Владимир Зенонович был убеждённым монархистом и даже мысленно не мог и не хотел представить себе иного образа правления в такой огромной дикой стране, какой была и, наверное, ещё не одно столетие останется Россия. Даже хрустальная мечта лидеров Белого движения — поскорее овладеть Москвой и сбросить с трона власти большевистский режим — не очень-то его привлекала. Как-то в минуту откровенности, изрядно выпив, он сказал мне:
— Дима, меня постоянно терзают сомнения! Пока мы воюем — всё понятно, всё видно как на ладони, собственно, мы, офицеры и генералы, и созданы лишь для одного — для войны. Но представьте себе, что будет, когда мы, если нам, разумеется, повезёт, под звон колоколов войдём в Москву?
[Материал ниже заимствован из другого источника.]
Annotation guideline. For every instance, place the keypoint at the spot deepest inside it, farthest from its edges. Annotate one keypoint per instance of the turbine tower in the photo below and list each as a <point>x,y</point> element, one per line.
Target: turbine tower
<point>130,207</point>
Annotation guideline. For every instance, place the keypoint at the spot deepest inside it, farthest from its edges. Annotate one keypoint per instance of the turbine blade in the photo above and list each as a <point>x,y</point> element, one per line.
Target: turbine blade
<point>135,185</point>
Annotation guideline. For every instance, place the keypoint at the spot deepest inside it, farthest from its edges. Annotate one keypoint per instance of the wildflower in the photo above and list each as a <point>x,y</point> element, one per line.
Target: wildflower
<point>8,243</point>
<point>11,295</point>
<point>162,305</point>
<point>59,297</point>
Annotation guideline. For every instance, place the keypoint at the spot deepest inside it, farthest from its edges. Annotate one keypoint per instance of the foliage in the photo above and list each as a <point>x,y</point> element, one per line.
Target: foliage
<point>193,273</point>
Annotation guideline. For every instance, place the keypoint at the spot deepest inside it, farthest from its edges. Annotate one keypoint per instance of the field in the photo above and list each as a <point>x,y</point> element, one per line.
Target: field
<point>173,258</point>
Ну понятно, недели две, а то и больше будем поднимать заздравные чаши, опохмеляться и снова пить, облобызаем друг друга до посинения, потом передерёмся в борьбе за высокие посты, доказывая своё превосходство и величие своих заслуг на поле брани. А что дальше? Царя-то у нас и на примете нет! А без царя Россия — что человек без головы. Знаете, всякие там демократии способны лишь разваливать, растаскивать и балагурить! Вот Антон Иванович верит, что всё решит народ. Блажен, кто верует! Да что способен решать этот тёмный, забытый Богом народ, эта дикая, гремучая смесь славян с азиатами — монголами и татарами?! Русской нации уже давно нет, а то, что от не осталось, — лишено способности думать, оценивать, решать и подчиняется лишь необузданным, пещерным инстинктам. Кто громче позовёт, кто слаще пропоёт да вывалит полный короб пустых обещаний — за тем и пойдут, да что там пойдут — валом повалят. Со временем протрезвеют, ан — поздно! Поверьте, Дима, будущего у России нет и быть не может. Она вечно будет корчиться в муках и судорогах — помяните моё слово, слово старого идиота!
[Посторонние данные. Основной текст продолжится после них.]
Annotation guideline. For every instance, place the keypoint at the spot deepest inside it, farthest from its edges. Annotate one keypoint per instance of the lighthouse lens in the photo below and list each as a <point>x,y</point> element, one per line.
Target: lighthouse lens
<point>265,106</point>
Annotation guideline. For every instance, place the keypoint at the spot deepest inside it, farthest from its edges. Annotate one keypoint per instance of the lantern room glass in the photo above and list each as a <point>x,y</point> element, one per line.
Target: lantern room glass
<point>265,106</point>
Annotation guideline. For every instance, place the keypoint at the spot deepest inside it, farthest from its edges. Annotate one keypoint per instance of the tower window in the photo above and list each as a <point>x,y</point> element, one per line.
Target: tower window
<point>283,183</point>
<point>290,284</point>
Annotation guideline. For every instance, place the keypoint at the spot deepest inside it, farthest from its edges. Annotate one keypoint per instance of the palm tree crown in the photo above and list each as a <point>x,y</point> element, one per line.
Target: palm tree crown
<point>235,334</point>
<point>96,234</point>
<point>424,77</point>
— И всё же нам ничего не остаётся, как верить в победу, Владимир Зенонович, верить, что всё образуется... — Я вдруг заговорил с почтенным генералом так, как может говорить человек на правах старшего. Я знал, что расслабленный водкой генерал не воспринимает обид, как, впрочем, редко реагирует на них и когда бывает трезвым. — К тому же до меня дошло, что после взятия Москвы вас ждут большие дела.
— Какие ещё дела?! — удивился Владимир Зенонович.
— Насколько я осведомлен, вас планируют на пост военного и морского министра.
— Военного да ещё и морского министра? — Пенсне его сверкнуло, тяжёлый подбородок возмущённо дёрнулся. — Избави меня Бог от такого назначения! Штаны протирать в министерском кресле? И изображать, будто ты всё решаешь, от тебя всё зависит, а на самом деле ты — фикция? Да ещё и рюмашку не пропустишь — тут же на всю Россию ославят! Нет уж, увольте меня от сей перспективы, я уж это креслице лучше Петру Николаевичу уступлю! С превеликой радостью! По мне привлекательнее, как возьмём Москву, прихватить плетёное лукошко да в лесную чащу за грибками — подальше, подальше от этих шакалов!